席柔柔看著陳天浩放下電話,再看看他身上的資本也一般了,心裡一陣失望,可是嘴上卻表現出來一種關切的味道:「浩哥,怎麼了,剛才你的興致不是蠻強的嘛,怎麼這會成了這樣能呢?」
陳天浩看著席柔柔,再看看自己的,心裡不由的有些情緒低落,媽的,真是沒有想到,自己還真的是這般不濟啊。唉,算了,看來今天自己是不能與這席柔柔再盡興歡好了,那就和她聊聊天,沒準兒自己還可以有什麼收穫也未為可知呢。
想到這裡,陳天浩將席柔柔一把拉了過來,將剛才這伍振鐸打來的電話原原本本的和她說了一遍,而且還將之前的背景和前因後果盡數告知了這席柔柔。看到陳天浩這麼信任自己,席柔柔的心裡也很是高興。看來,陳天浩是越來越離不開自己了,只要自己可以幫忙分析這裡面的關鍵和所在,相信時間一長,這陳天浩那是越發的離不開自己了。這樣的話,自己在他心目中的地位也就會越發的鞏固和堅強。等到時機具備的時候,自己未嘗不可以從眼前這偷偷摸摸的地下情人而成長為光明正大的陳夫人啊。
想到這裡。席柔柔任由陳天浩那鹹豬手在自己的胴體上游弋,她卻自顧自的分析了起來:「浩哥,聽你這麼一說,真是沒有想到你們研究所裡這些知識分子也是如我們這般的世俗之人啊,個個也都是如好鬥的公雞一般,只要有了機會,也是一般的將別人往死裡整啊。
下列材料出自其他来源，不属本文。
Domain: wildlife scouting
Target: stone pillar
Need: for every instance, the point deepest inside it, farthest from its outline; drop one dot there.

」
聽到席柔柔這麼言語,陳天浩的心裡一動,可是卻沒有說什麼,只是繼續任由這席柔柔說下去。
席柔柔明顯的感覺道這陳天浩的手稍微停頓了一下,她心裡覺得自己的話還是說在了她的心坎裡。於是,便依著自己對這件事情的分析,繼續說了下去:「浩哥,我覺得你啊,應該兼聽則明、偏聽則暗,這伍振鐸固然是你信任和拉攏的物件,可是其他的人,也未嘗不是你可以依靠的物件,這伍振鐸的話語,我覺得你不能不信,也不能全信,你要知道每個人說任何話,那可都是有自己的立場和出發點。這伍振鐸固然是為了你好,可是這人未嘗沒有自己的私心。我覺得你可以再和其他人聯絡聯絡,我相信有三個人,或者三個以上人的情況描述,你就可以真的探知到今天這事情的真相了。你說呢,浩哥,雖然我們這害人之心不可有,但是防人之心可是不可無啊,要是我們在不瞭解的情況下,盲目做出自己的判斷,那說不準真的是令人感到親者痛、仇者快啊。這處理一個人不是什麼難事,也不是什麼大事,可要是因此而寒了大家的心,浩哥,也許那些別有用心的人可就偷著樂了。」
聽到席柔柔這麼一分析,陳天浩心裡仔細一想,頓時覺得這席柔柔的話語還真的是非常有道理的。在他看來,蓋傑這人應該換算是可以忍辱負重的老資歷的幹部了,即使有什麼不滿,他也不會蠢到做出這等事情。看來,這伍振鐸並沒有對自己完全將出什麼真心的話,這事情的真相或許已經被他曲解了。
想到這裡,陳天浩再次拿過自己的手機,略微思索了一下,便撥通了林雄的電話。電話很快就接通了。「陳所,您好,這麼晚了,有什麼事情嗎?」林雄的聲音清晰的傳入了陳天浩的耳朵裡。陳天浩稍微思考一下,便親熱的問道:「小林,你好,不好意思這麼晚還打擾你,我因為今天臨時有一個更重要的應酬,所以先走一步,所以我想問你一下,這歐陽主任今晚怎麼樣,還滿意嗎?」
聽到陳天浩這麼詢問,林雄本能覺得這陳天浩的話裡另有玄機,可是,出於負責的態度,林雄還是不想將這蓋傑的事情、還有這伍振鐸的事情告訴陳天浩,如果自己萬一那句話說得不合適,那可對這些同志真的是有些不公平了。所以,林雄還是從陳天浩對歐陽天的關心的角度來回答這個問題。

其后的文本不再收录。